A Aer-Lingus tem uma nova ligação Lisboa-Cork. Isto significa que, a partir de agora, não é preciso fazer escala para ir de Lisboa a Cascos de Rolha.

Em co-autoria com a AFC

domingo, 8 de março de 2009

Working late #1

Como é que um toxicodependente chega a um centro de reabilitação? A cavalo.

Em co-autoria com a AFC

sábado, 7 de março de 2009

Scrabble

Se é da sua natureza ser falso então, ao ser falso, está a ser verdadeiro na medida em que está a agir de acordo com a sua natureza.

sexta-feira, 6 de março de 2009

Samstag

Os dias em que os corredores de gabinetes parecem não ter fim. Os dias e os corredores. Para além de nós, só os seguranças. Neste castelo assombrado de secretárias, computadores, impressoras. Lá fora, a escuridão é rasgada pela luz das janelas. Quase não há luz, nestes dias. O intervalo entre sair dos corredores e gabinetes é demasiado curto. Só dá para aterrar nos lençóis e saltar, pouco depois, para regressar.

Excepto ao sábado.

TGIF

Dubai

Isto é inaceitável.

quarta-feira, 4 de março de 2009

Deixou de sentir frio mas continuava a sentir calor.

De início, pensou que não iria ter problemas de maior com a sua nova condição. Afinal, vivia num país quente, não tinha que se preocupar com temperaturas baixas. O resultado mais expressivo – excluindo as banais e insignificantes constipações – foi uma pneumonia. Durante umas semanas, sentia-se arder em febre mas nunca chegou a aperceber-se dos suores frios.

Depois percebeu que não era apenas incapaz de sentir frio sensorialmente. A frieza desapareceu-lhe por completo do alcance, do radar. O cinismo, a hipocrisia que passavam-lhe totalmente despercebidos. Deixou de conseguir interpretar pessoas. Chegou a um ponto em que não conseguia distinguir os verdadeiros amigos daqueles que se passam por tal com determinada finalidade.

E então, dada a sua incapacidade de avaliação, foi invadido por um sentimento de uma enorme desconfiança. Não confiava em ninguém com medo de tiros ao lado e erros de casting. Só assim se sentia suficientemente protegido.

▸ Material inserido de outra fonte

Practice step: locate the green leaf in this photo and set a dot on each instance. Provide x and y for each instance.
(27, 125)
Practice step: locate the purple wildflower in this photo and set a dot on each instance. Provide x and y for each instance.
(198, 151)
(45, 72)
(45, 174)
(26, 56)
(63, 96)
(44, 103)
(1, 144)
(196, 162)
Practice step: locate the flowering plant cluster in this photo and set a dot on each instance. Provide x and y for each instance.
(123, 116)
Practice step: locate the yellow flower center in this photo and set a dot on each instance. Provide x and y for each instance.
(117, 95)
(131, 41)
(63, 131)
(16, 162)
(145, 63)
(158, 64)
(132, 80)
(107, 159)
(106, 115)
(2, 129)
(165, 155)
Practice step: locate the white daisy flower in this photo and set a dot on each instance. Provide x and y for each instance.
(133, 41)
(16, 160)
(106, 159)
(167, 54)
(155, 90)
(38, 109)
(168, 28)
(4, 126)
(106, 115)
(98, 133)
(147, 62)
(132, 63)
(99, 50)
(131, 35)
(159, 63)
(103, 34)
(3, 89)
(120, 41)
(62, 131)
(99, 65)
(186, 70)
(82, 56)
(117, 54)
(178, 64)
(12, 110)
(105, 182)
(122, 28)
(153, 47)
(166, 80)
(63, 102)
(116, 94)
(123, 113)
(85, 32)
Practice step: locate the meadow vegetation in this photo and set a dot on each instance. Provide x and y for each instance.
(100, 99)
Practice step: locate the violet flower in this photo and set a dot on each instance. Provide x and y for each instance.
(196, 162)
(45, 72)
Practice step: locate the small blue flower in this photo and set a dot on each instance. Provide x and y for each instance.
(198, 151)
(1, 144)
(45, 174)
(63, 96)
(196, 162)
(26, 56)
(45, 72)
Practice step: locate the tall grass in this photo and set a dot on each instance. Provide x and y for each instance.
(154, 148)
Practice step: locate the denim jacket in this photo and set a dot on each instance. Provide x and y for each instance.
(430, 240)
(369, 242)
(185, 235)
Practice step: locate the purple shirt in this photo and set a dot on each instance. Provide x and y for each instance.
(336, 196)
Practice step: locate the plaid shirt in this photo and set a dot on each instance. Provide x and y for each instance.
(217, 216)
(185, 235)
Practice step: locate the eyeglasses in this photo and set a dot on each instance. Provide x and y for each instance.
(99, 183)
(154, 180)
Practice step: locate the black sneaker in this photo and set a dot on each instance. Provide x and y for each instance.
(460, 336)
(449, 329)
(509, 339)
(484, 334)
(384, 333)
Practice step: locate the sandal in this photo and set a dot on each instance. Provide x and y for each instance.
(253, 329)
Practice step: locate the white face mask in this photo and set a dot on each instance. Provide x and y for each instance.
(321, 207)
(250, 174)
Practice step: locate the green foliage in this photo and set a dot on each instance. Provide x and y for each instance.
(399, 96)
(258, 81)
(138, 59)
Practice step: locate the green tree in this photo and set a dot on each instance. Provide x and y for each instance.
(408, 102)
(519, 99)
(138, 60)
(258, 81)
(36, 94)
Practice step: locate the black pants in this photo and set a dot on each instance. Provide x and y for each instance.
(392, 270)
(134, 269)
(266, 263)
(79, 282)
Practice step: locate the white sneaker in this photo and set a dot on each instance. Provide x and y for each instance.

E foi então que ele próprio se tornou num bloco de gelo.

terça-feira, 3 de março de 2009

Anita vai às compras #3

«Oh Rodrigo, se fores à farmácia traz-me meia dúzia de máscaras. Mas não daquelas de tiras, daquelas que prendem nas orelhas»

segunda-feira, 2 de março de 2009

Na ciência há uma certa dose de fatalismo.

Como se fosse uma engrenagem que inexoravelmente avança num determinado sentido, independentemente de quem, num dado momento, nela trabalha. Pitágoras escreveu um teorema mas esse teorema seria exactamente o mesmo se tivesse sido escrito por outra pessoa. Mais: se Pitágoras nunca tivesse existido ou se se tivesse dedicado à pesca e não a teoremas, seria uma questão de tempo até que outra pessoa se apercebe que o quadrado da hipotenusa é igual à soma do quadrado dos catetos.

Ora, isto significa que é irrelevante quem faz as descobertas, quem desbrava o caminho; pelo contrário o que é verdadeiramente importante são as descobertas em si, as teorias, os axiomas, os teoremas. E é por isso que existem casos de descobertas simultâneas.

Na arte, tudo se passa ao contrário. O fatalismo não está de todo presente. Se Camões não tivesse existido, Os Lusíadas tão-pouco teriam sido impressos. Podia existir um livro com o título Os Lusíadas mas não seria aquele que lemos na escola. Isto acontece porque o objecto é indissociável de quem o cria. A Capela Sistina só podia ter sido pintada por Miguel Ângelo; acaso tivesse sido pintada por outro artista, continuaria a ser a Capela Sistina mas não aquela que identificamos com a daquele pintor.

domingo, 1 de março de 2009

Relevância

«Doente: Is that medically relevant?
House: I’m a doctor and that’s relevant to me.»